短編なので,ビールと食べ物を片手に読みながらでも1時間弱の充実した時間でした。
90年代という混沌とした時代の芥川賞らしい作品だな,と感じました。
これから先の記事を読まれると,いわゆる「ネタバレ」になりますので,この作品をお読みになりたい方は,ご遠慮いただくのがよろしいかと思います。
話の展開を知ってしまうと,この小説はつまらないものになってしまいます。
ちょっと余談ですが,このビアバーについては,1週間前にも記事を書いています。
380円のボールペン
ここに出てくる女性が同僚の男性から嫌がらせを受けているようでした。
育ちの良さに由来するのでしょうけれど,人を決して疑ったり蔑んだりしないような,ものすごく真っ直ぐな心のきれいな方というのが存在します。そんな女性です。
事情はよくわかりませんが,男性の嫉妬か何かが原因のような気がします。真っ直ぐで純粋なところに嫉妬している。もちろん男性自身はそのことには気がついていいなでしょうが。
本題に戻ります。
『蛇を踏む』という作品ですが,この作品にはいろいろな解釈があるでしょう。
私は物語の最後で,主人公のサナダさんが蛇になってしまったと解釈しました。
もしかすると,途中でコスガさんも蛇になったのかもしれません。
読んでいる途中では,蛇が誰かを蛇の世界に誘うことで,蛇とその人間の魂が入れ替わるとか,そんな展開なのかとも考えました。しかし,これも違うように思います。ただ,入れ替わることができるのであれば,サナダさんが踏んだ蛇が本当に母親であるということも説明がつきます。

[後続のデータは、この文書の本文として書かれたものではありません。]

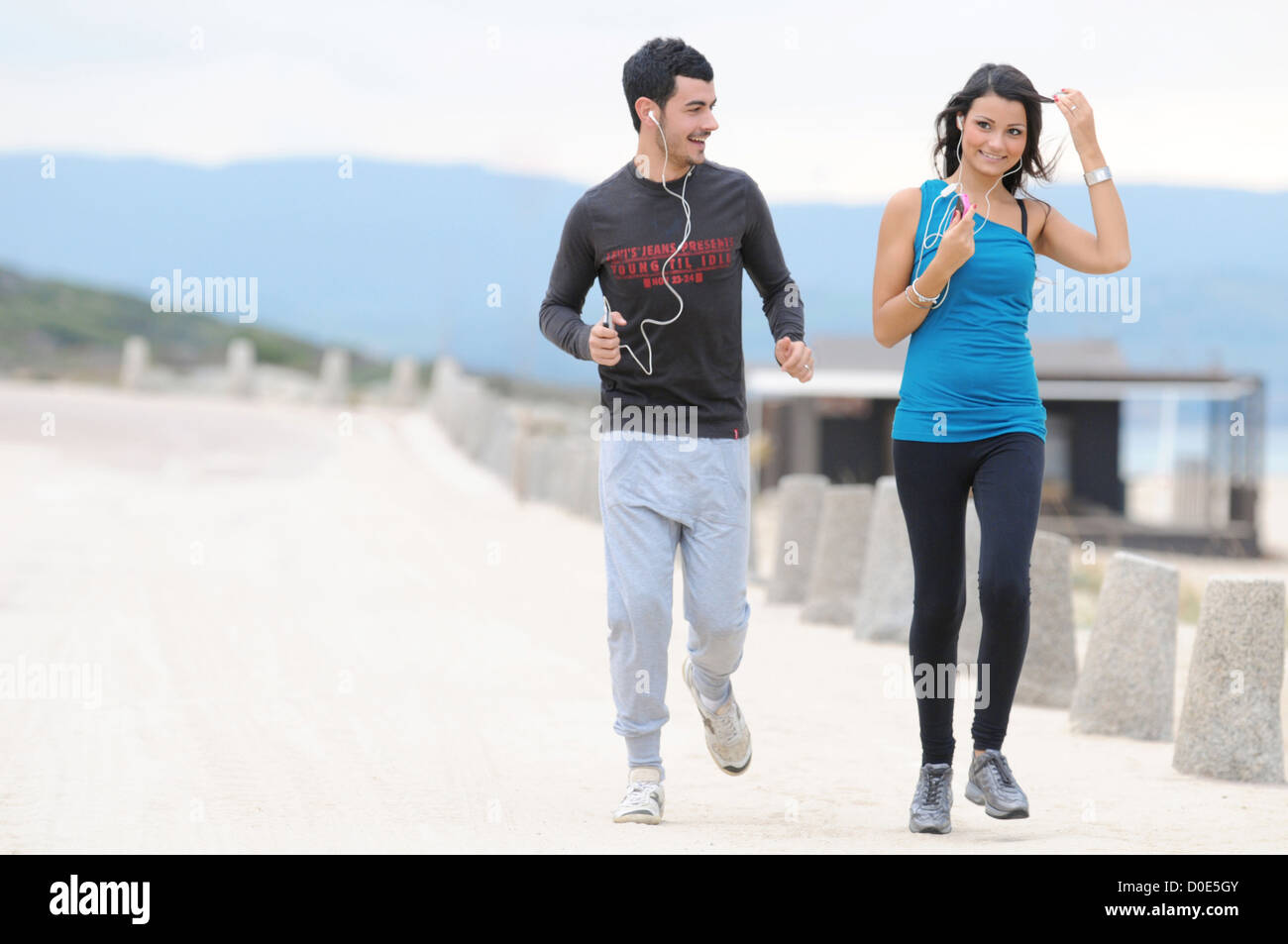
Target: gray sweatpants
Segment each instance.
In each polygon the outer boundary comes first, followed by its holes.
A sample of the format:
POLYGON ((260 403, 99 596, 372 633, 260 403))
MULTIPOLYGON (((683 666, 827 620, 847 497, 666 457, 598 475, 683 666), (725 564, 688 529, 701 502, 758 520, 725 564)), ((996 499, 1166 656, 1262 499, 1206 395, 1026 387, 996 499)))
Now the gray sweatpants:
POLYGON ((600 438, 613 730, 626 738, 632 768, 662 769, 676 545, 694 684, 714 701, 729 694, 751 616, 750 475, 746 438, 600 438))

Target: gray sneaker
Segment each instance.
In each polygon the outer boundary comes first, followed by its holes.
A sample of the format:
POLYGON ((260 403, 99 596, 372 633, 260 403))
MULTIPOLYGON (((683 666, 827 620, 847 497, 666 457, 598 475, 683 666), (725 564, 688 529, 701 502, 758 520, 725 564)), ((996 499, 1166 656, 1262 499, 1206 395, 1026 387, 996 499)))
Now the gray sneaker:
POLYGON ((626 796, 613 811, 613 822, 657 826, 662 822, 665 802, 662 771, 657 768, 632 768, 626 782, 626 796))
POLYGON ((908 829, 912 832, 948 833, 953 822, 953 768, 951 764, 922 764, 917 789, 908 807, 908 829))
POLYGON ((733 685, 729 686, 729 698, 725 703, 711 711, 702 703, 702 695, 693 681, 693 663, 688 657, 684 659, 684 684, 689 686, 689 693, 702 716, 707 753, 717 768, 730 777, 737 777, 751 764, 751 729, 747 726, 747 719, 742 716, 738 699, 733 697, 733 685))
POLYGON ((1029 815, 1029 798, 1015 782, 1011 765, 1001 751, 992 747, 971 757, 966 798, 983 806, 984 813, 994 819, 1025 819, 1029 815))

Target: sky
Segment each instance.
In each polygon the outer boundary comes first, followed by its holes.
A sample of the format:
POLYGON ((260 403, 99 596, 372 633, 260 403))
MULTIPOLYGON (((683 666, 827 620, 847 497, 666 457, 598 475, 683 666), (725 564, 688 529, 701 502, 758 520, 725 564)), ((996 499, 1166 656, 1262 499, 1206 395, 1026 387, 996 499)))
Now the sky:
MULTIPOLYGON (((1079 89, 1119 183, 1288 189, 1288 4, 8 4, 0 152, 219 166, 353 156, 594 184, 635 152, 622 63, 680 36, 715 70, 710 160, 772 201, 868 203, 933 174, 984 62, 1079 89)), ((1045 106, 1056 179, 1081 165, 1045 106)), ((361 165, 359 165, 361 166, 361 165)))

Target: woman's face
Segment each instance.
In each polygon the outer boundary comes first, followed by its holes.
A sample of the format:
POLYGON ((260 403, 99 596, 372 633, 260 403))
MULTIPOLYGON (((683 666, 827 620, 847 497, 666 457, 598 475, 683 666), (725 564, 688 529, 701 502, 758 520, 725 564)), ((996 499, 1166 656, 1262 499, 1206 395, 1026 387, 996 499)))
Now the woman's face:
POLYGON ((962 121, 962 164, 984 176, 1001 176, 1019 164, 1028 139, 1023 103, 980 95, 962 121))

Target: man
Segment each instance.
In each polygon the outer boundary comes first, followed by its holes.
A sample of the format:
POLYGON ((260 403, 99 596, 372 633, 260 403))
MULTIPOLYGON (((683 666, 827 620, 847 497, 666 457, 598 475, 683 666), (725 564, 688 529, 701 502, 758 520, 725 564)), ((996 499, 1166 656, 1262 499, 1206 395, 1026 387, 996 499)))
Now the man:
POLYGON ((573 205, 541 305, 542 334, 599 364, 613 730, 626 738, 629 766, 618 823, 662 820, 676 545, 690 626, 684 680, 707 750, 728 774, 751 762, 751 732, 729 681, 751 612, 743 267, 764 299, 782 370, 801 382, 814 372, 764 196, 742 171, 706 160, 719 127, 712 77, 677 39, 652 40, 626 62, 636 155, 573 205), (596 278, 611 325, 607 314, 594 326, 581 318, 596 278))

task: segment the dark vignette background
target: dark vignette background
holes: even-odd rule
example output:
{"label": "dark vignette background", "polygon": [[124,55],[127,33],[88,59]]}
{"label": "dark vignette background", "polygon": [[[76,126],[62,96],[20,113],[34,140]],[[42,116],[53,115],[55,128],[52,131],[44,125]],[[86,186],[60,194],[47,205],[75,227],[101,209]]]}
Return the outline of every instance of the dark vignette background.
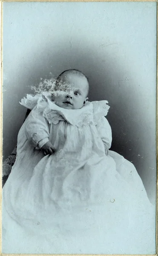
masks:
{"label": "dark vignette background", "polygon": [[3,159],[29,86],[78,69],[89,78],[89,99],[109,102],[111,150],[134,164],[155,202],[156,18],[154,3],[4,3]]}

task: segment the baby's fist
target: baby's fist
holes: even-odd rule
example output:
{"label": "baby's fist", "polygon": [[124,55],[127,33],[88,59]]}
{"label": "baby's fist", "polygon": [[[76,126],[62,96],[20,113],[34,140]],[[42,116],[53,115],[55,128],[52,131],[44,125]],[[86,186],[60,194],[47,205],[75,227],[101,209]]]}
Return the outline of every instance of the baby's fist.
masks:
{"label": "baby's fist", "polygon": [[45,156],[47,154],[52,154],[55,152],[55,148],[50,141],[46,142],[42,147],[41,150]]}

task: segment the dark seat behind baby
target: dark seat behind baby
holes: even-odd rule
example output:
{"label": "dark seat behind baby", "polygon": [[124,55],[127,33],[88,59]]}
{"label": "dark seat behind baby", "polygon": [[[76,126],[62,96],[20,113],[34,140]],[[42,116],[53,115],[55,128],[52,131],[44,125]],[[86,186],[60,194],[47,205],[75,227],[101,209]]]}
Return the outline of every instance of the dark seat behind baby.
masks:
{"label": "dark seat behind baby", "polygon": [[[26,119],[30,112],[31,110],[28,109],[25,115],[24,122]],[[16,145],[10,155],[9,155],[3,163],[2,173],[5,174],[5,175],[4,175],[3,174],[2,187],[3,187],[11,173],[12,167],[15,163],[16,155],[17,145]]]}

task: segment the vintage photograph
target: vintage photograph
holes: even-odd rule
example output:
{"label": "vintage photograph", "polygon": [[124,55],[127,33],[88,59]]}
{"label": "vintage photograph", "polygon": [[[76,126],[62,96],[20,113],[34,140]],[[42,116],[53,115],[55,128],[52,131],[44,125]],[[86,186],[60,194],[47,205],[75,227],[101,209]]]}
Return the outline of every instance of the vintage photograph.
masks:
{"label": "vintage photograph", "polygon": [[156,15],[3,3],[3,253],[156,254]]}

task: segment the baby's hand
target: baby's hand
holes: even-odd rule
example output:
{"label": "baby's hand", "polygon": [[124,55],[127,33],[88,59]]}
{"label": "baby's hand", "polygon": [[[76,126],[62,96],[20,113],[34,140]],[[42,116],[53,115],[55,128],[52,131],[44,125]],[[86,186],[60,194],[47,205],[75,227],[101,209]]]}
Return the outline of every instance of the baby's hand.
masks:
{"label": "baby's hand", "polygon": [[52,154],[55,151],[54,146],[50,141],[46,142],[41,149],[45,156],[47,154]]}

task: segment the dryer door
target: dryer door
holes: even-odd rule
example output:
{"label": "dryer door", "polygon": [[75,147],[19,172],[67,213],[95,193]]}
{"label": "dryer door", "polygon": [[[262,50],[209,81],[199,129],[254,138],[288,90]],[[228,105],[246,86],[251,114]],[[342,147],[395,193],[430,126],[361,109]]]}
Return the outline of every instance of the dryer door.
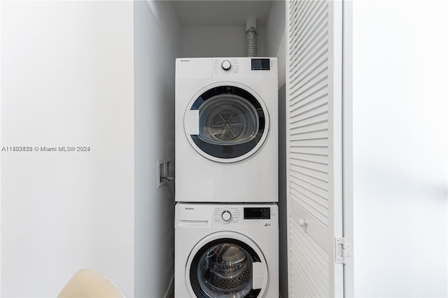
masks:
{"label": "dryer door", "polygon": [[218,162],[235,162],[261,147],[269,116],[255,92],[234,83],[221,83],[192,99],[184,124],[188,141],[200,154]]}
{"label": "dryer door", "polygon": [[188,288],[199,298],[261,297],[268,279],[257,245],[239,233],[219,232],[202,239],[190,254]]}

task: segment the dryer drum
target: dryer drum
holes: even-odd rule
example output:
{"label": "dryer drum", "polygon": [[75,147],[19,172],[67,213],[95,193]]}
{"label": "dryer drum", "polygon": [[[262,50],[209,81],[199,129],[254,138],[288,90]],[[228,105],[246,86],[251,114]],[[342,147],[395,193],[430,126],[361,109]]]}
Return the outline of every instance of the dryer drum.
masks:
{"label": "dryer drum", "polygon": [[210,297],[244,297],[252,289],[253,262],[251,255],[239,246],[214,246],[200,260],[200,285],[207,295],[213,295]]}
{"label": "dryer drum", "polygon": [[238,145],[253,139],[258,131],[258,115],[246,99],[234,94],[220,94],[199,108],[199,138],[212,144]]}

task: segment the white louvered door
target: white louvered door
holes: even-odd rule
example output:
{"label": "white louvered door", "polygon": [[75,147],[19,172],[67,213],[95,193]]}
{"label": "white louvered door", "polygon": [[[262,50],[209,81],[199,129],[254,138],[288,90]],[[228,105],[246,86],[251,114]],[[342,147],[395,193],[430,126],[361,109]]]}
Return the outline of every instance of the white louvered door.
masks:
{"label": "white louvered door", "polygon": [[286,13],[289,297],[342,297],[342,3]]}

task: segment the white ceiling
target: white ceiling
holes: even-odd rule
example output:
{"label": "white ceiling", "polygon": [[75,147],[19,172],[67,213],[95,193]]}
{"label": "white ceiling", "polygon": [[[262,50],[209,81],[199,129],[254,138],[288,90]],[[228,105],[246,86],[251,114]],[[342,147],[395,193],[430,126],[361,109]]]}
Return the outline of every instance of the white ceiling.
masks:
{"label": "white ceiling", "polygon": [[253,15],[257,17],[257,24],[265,24],[272,1],[186,0],[173,3],[184,27],[245,26],[247,17]]}

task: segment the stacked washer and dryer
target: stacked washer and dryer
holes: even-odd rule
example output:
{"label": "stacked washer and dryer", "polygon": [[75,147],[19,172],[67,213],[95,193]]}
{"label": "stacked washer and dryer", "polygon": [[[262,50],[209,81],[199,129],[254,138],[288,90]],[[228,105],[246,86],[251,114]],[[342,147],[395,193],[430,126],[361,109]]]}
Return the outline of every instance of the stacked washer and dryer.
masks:
{"label": "stacked washer and dryer", "polygon": [[276,58],[176,62],[176,297],[278,297]]}

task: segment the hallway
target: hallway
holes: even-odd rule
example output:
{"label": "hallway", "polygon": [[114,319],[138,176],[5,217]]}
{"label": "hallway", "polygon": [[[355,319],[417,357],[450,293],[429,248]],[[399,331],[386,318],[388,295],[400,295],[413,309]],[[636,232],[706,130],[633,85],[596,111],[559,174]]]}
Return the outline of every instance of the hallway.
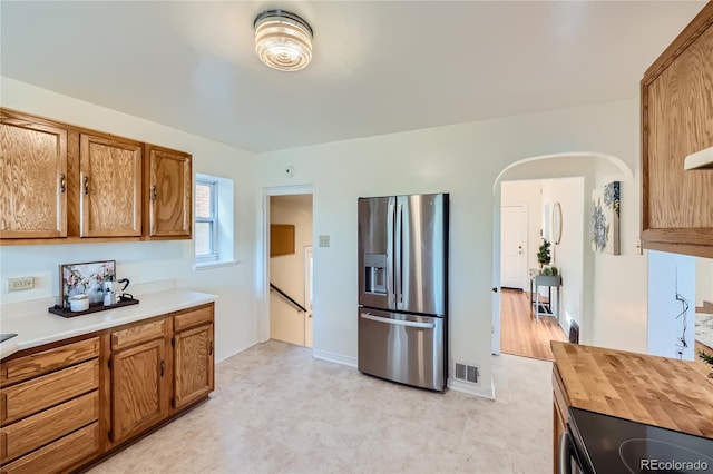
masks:
{"label": "hallway", "polygon": [[539,323],[529,308],[529,293],[502,288],[500,296],[500,349],[504,354],[553,361],[550,340],[567,340],[565,332],[551,317]]}

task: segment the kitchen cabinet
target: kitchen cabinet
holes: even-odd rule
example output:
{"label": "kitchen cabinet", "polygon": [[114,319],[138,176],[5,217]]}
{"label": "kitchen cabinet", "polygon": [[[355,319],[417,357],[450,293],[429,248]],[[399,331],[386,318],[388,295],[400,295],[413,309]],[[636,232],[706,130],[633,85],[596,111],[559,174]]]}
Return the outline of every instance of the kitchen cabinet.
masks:
{"label": "kitchen cabinet", "polygon": [[168,415],[166,344],[169,320],[162,318],[111,333],[111,428],[121,442]]}
{"label": "kitchen cabinet", "polygon": [[141,235],[141,145],[80,135],[80,236]]}
{"label": "kitchen cabinet", "polygon": [[3,473],[70,470],[99,453],[99,337],[3,361]]}
{"label": "kitchen cabinet", "polygon": [[77,471],[208,398],[214,304],[21,350],[0,364],[0,471]]}
{"label": "kitchen cabinet", "polygon": [[192,156],[146,146],[148,238],[191,238],[193,228]]}
{"label": "kitchen cabinet", "polygon": [[175,409],[214,389],[213,319],[213,304],[174,316]]}
{"label": "kitchen cabinet", "polygon": [[191,239],[192,156],[0,108],[0,245]]}
{"label": "kitchen cabinet", "polygon": [[713,257],[713,169],[684,170],[713,146],[713,3],[642,79],[642,240],[645,248]]}
{"label": "kitchen cabinet", "polygon": [[67,235],[67,130],[0,109],[0,238]]}
{"label": "kitchen cabinet", "polygon": [[559,451],[559,436],[567,431],[567,422],[569,412],[568,401],[565,398],[564,383],[561,375],[556,365],[553,365],[553,460],[554,471],[557,474],[559,471],[558,465],[558,451]]}

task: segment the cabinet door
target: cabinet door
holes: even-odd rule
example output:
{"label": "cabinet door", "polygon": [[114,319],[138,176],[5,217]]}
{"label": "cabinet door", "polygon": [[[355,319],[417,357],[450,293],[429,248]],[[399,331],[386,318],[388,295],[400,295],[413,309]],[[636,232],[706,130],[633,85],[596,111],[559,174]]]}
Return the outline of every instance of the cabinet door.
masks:
{"label": "cabinet door", "polygon": [[67,236],[67,130],[0,111],[0,238]]}
{"label": "cabinet door", "polygon": [[141,235],[141,146],[81,135],[80,236]]}
{"label": "cabinet door", "polygon": [[642,230],[645,248],[713,257],[713,170],[684,170],[713,146],[713,3],[642,80]]}
{"label": "cabinet door", "polygon": [[191,238],[191,155],[147,146],[149,237]]}
{"label": "cabinet door", "polygon": [[168,414],[166,339],[111,355],[111,441],[118,442]]}
{"label": "cabinet door", "polygon": [[213,324],[176,333],[174,361],[175,408],[213,392]]}

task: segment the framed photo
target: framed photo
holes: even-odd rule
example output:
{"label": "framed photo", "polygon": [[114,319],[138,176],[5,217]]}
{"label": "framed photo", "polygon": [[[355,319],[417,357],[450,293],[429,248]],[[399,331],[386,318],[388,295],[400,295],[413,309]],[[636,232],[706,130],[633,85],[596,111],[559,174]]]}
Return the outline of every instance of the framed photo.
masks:
{"label": "framed photo", "polygon": [[61,305],[69,308],[69,297],[87,295],[89,304],[104,303],[104,282],[116,279],[116,260],[65,264],[59,266]]}
{"label": "framed photo", "polygon": [[612,181],[592,192],[592,249],[619,255],[619,181]]}

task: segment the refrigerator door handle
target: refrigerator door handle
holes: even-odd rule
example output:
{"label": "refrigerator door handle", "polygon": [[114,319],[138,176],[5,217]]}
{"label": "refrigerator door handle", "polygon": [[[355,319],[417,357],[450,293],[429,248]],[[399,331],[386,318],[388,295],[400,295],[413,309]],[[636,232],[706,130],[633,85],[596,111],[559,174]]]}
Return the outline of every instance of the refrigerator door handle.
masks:
{"label": "refrigerator door handle", "polygon": [[397,259],[397,278],[394,293],[399,303],[403,303],[403,209],[399,204],[397,205],[397,245],[394,249]]}
{"label": "refrigerator door handle", "polygon": [[394,287],[394,278],[393,278],[393,256],[394,256],[394,245],[393,245],[393,221],[394,221],[394,209],[395,206],[393,204],[389,205],[389,216],[388,216],[388,228],[389,236],[387,241],[387,293],[389,294],[389,299],[392,303],[397,302],[395,297],[395,287]]}
{"label": "refrigerator door handle", "polygon": [[421,327],[423,329],[433,329],[436,327],[433,323],[417,323],[413,320],[391,319],[388,317],[374,316],[369,313],[362,313],[361,317],[364,319],[375,320],[378,323],[392,324],[394,326]]}

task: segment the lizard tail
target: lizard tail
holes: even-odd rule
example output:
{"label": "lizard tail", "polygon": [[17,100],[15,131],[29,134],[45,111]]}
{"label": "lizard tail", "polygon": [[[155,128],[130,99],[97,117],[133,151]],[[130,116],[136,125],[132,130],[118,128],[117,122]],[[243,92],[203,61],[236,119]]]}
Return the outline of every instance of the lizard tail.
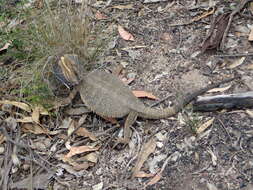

真相はまったくわからないですし,1つだけの真相を明らかにすることに価値がある作品ではないのです。
なんとも不思議な作品でした。
1つ言えることは,わからないまま,うやむやなままのほうがよいという場合が確実にあるということでしょうか。
川上弘美氏の別の作品も読んでみようと思います。
では。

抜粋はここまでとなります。